Niko Kovac membela Samuele Inacio yang menyesal setelah penampilan cameo buruk di Bundesliga
Dewi Rahayu August 30, 2026 02:35 PM

Niko Kovac, pelatih kepala Borussia Dortmund, memberikan dukungan kepada pemain muda Samuele Inacio setelah pemain 18 tahun itu mengalami malam yang menyakitkan dalam kemenangan 2-0 Bundesliga atas Hamburger SV pada Sabtu. Inacio masuk ke pertandingan pada menit ke-74, tetapi hanya bertahan sekitar 200 detik sebelum wasit Felix Zwayer memberinya kartu merah langsung akibat tekel seluncur ceroboh terhadap Albert Grønbaek.

Kartu merah itu membuat Dortmund harus bermain dengan kekurangan pemain pada fase akhir laga yang sebelumnya mereka kendalikan dengan cukup nyaman. Penyerang muda tersebut juga menerima nilai terendah pada malam itu dalam penilaian pemain untuk pertandingan tersebut.

Meski demikian, Kovac menolak menjadikan kesalahan itu sebagai vonis yang lebih luas terhadap salah satu pemain muda Dortmund yang paling menjanjikan.
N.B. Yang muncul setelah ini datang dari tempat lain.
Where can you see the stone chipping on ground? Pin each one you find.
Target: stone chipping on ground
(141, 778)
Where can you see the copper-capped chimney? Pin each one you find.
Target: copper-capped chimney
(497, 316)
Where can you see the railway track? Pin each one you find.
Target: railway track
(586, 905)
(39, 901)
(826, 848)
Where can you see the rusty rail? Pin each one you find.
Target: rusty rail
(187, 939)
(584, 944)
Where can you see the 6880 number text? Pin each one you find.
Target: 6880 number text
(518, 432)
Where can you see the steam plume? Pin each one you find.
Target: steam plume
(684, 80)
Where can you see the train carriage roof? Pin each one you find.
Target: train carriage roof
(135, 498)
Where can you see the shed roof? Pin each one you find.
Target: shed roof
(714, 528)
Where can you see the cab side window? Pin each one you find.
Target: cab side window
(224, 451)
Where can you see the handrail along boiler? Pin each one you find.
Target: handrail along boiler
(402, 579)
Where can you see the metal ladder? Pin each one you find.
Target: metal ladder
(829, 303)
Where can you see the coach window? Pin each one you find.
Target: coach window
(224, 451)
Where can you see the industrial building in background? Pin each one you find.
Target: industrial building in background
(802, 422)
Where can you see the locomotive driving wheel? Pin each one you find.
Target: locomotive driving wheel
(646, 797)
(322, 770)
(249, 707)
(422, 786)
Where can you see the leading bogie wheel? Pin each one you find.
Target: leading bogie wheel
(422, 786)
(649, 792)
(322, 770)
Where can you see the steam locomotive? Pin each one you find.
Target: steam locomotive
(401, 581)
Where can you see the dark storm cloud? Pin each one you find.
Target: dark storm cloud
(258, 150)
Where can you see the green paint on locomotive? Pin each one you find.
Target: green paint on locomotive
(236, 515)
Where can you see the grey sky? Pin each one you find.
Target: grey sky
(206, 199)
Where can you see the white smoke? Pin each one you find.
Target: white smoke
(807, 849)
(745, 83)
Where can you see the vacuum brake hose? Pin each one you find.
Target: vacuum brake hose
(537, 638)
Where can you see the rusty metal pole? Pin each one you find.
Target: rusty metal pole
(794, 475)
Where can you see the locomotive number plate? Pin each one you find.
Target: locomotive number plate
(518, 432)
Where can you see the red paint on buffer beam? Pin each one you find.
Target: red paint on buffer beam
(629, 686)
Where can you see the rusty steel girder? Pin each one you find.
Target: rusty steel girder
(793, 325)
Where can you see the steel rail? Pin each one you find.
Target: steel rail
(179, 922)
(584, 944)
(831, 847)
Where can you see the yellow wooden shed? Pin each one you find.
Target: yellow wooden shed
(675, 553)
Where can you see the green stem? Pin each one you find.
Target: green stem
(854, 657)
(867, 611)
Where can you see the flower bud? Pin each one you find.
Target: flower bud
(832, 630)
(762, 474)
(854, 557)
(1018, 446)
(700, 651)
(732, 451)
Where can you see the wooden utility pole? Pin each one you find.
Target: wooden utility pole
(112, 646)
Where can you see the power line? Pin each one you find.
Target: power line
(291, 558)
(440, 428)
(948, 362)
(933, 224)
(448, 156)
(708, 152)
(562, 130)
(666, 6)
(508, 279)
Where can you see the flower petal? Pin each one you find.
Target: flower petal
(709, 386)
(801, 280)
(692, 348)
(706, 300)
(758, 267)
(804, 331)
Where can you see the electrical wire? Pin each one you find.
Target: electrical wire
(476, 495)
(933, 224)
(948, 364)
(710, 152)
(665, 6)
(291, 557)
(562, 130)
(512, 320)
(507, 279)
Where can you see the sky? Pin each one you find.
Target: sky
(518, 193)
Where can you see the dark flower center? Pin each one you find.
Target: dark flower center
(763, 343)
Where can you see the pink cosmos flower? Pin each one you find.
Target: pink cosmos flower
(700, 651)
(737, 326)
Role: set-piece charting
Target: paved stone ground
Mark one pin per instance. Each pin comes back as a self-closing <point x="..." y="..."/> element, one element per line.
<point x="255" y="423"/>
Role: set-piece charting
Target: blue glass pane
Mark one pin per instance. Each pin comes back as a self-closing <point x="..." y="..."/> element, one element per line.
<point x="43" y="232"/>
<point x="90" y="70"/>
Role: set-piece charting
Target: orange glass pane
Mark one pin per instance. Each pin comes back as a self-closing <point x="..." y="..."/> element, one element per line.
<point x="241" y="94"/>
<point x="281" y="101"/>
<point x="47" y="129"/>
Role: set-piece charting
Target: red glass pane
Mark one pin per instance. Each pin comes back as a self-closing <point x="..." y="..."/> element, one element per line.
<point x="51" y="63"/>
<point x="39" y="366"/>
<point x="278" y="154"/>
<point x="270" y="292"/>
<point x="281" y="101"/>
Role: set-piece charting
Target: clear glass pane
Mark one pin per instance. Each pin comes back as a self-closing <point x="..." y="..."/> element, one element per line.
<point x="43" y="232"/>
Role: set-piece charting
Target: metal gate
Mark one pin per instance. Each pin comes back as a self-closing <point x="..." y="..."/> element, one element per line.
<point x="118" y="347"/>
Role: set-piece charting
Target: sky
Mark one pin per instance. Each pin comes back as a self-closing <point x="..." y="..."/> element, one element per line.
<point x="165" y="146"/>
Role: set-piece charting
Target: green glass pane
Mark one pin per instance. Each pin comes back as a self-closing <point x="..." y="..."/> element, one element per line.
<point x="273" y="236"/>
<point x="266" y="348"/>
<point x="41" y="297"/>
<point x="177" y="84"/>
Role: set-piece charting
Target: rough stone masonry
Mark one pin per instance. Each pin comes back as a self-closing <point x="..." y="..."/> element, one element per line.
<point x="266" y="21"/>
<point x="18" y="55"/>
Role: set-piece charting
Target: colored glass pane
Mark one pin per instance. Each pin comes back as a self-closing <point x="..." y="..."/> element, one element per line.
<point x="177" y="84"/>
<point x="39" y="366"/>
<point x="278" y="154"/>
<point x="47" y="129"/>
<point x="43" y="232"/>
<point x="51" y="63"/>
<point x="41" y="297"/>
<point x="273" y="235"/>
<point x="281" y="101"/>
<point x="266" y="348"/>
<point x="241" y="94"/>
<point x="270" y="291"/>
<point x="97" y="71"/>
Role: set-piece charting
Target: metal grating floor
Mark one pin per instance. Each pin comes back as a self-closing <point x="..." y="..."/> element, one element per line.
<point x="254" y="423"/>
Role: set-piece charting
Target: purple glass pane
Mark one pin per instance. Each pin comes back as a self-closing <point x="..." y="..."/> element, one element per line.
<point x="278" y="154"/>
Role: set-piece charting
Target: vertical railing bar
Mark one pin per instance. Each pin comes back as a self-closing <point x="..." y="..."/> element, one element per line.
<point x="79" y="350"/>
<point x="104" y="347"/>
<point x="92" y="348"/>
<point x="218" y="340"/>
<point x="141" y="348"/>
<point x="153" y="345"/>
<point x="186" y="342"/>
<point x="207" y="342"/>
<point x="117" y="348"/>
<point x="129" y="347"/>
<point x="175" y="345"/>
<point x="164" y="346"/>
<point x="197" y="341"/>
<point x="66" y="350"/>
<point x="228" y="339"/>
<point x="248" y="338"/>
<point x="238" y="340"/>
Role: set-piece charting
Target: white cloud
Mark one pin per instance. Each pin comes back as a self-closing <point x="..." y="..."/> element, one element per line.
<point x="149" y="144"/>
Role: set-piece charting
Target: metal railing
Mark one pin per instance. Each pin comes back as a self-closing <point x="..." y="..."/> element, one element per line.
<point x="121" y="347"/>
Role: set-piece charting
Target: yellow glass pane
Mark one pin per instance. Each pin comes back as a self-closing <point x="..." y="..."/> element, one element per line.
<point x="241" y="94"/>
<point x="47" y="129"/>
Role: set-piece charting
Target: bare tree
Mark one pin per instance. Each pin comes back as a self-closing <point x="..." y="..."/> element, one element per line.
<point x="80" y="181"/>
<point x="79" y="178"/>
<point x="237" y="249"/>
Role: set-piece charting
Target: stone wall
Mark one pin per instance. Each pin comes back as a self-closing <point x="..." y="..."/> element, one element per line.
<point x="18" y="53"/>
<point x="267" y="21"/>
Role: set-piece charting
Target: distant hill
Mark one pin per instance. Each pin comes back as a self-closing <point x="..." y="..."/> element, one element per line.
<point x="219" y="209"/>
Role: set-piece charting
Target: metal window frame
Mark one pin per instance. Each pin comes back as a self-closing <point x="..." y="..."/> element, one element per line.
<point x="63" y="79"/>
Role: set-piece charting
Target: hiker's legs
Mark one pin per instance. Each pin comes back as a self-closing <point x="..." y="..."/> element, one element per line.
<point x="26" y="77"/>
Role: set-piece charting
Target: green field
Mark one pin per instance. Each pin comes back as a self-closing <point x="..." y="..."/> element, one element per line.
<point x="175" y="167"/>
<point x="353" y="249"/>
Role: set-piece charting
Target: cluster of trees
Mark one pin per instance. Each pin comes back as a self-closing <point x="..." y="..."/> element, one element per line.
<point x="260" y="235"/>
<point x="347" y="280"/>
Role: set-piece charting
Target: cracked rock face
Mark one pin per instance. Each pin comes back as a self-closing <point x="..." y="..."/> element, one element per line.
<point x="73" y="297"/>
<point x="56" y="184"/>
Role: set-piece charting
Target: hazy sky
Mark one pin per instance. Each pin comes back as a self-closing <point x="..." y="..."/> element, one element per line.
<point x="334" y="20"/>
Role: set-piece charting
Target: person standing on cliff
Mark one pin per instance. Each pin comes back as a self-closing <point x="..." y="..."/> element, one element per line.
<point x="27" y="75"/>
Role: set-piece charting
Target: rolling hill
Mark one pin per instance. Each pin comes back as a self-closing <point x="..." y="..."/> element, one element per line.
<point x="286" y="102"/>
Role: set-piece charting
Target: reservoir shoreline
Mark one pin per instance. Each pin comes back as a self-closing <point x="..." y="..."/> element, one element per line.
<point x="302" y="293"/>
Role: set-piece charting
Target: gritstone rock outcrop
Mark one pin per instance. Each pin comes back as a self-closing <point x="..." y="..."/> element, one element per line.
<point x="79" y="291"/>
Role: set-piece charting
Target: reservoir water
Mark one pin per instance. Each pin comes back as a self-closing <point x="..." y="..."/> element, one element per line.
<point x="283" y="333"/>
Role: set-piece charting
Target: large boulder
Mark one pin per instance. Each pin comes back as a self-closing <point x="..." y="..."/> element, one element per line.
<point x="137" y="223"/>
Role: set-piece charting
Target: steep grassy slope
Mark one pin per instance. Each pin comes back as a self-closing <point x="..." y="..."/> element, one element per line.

Namun, dalam konferensi pers setelah pertandingan, Kovac juga menyampaikan kabar buruk lain dengan mengonfirmasi bahwa berita cedera yang berpotensi parah terhadap pencetak gol Giannis Konstantelias tampaknya benar.

“Tentu saja dia tidak membantu tim,” kata Kovac kepada Sky Jerman. “Dia terlambat. Dia tidak perlu menjatuhkan diri di situ, lalu dia mengenainya. Keputusan itu bisa dibenarkan dan kartu merah bisa diberikan.”

Rasa frustrasi Inacio berlanjut setelah meninggalkan lapangan, dengan pemain muda itu beberapa kali melempar botol air di lorong stadion. Kovac justru lebih tertarik pada apa yang terjadi setelah peluit akhir.

“Saya baru saja masuk ke ruang ganti dan anak itu duduk di sana sambil menangis,” lanjut Kovac. “Itu adalah kartu merah pertamanya sebagai pemain profesional Bundesliga, dan itu terjadi di stadion ini.”

Pelatih Dortmund itu menegaskan bahwa pengalaman menyakitkan seperti ini merupakan bagian dari perkembangan seorang pemain muda.

“Hidup terus berjalan,” tutup Kovac. “Dia tidak melakukannya dengan sengaja dan dia harus belajar dari itu. Pada akhirnya, itulah juga yang kami inginkan: anak itu punya emosi.”

“Tentu saya berbicara dengannya,” tambah Kovac dalam konferensi pers usai pertandingan. “Itu hal yang normal bagi seseorang yang berada di lapangan dalam waktu sesingkat itu. Orang bisa sepenuhnya memahami bahwa seorang Italia sangat emosional, sangat sedih, dan menangis.

“Saya menghiburnya dan memberi semangat kepadanya,” lanjut Kovac. “Itu bagian dari sepak bola. Dia tidak melakukannya dengan sengaja, tetapi akan belajar dan berkembang dari itu. Dia pasti akan menanganinya secara berbeda di masa depan.”

Bek Dortmund, Waldemar Anton, juga memberikan dukungan kepada rekan setim mudanya itu.

“Dia pemain muda yang sangat termotivasi,” ujar Anton di mixed zone. “Mendapat kartu merah seperti itu sangat pahit dan tentu saja sangat membuat frustrasi. Tetapi dia punya kualitas yang luar biasa besar.”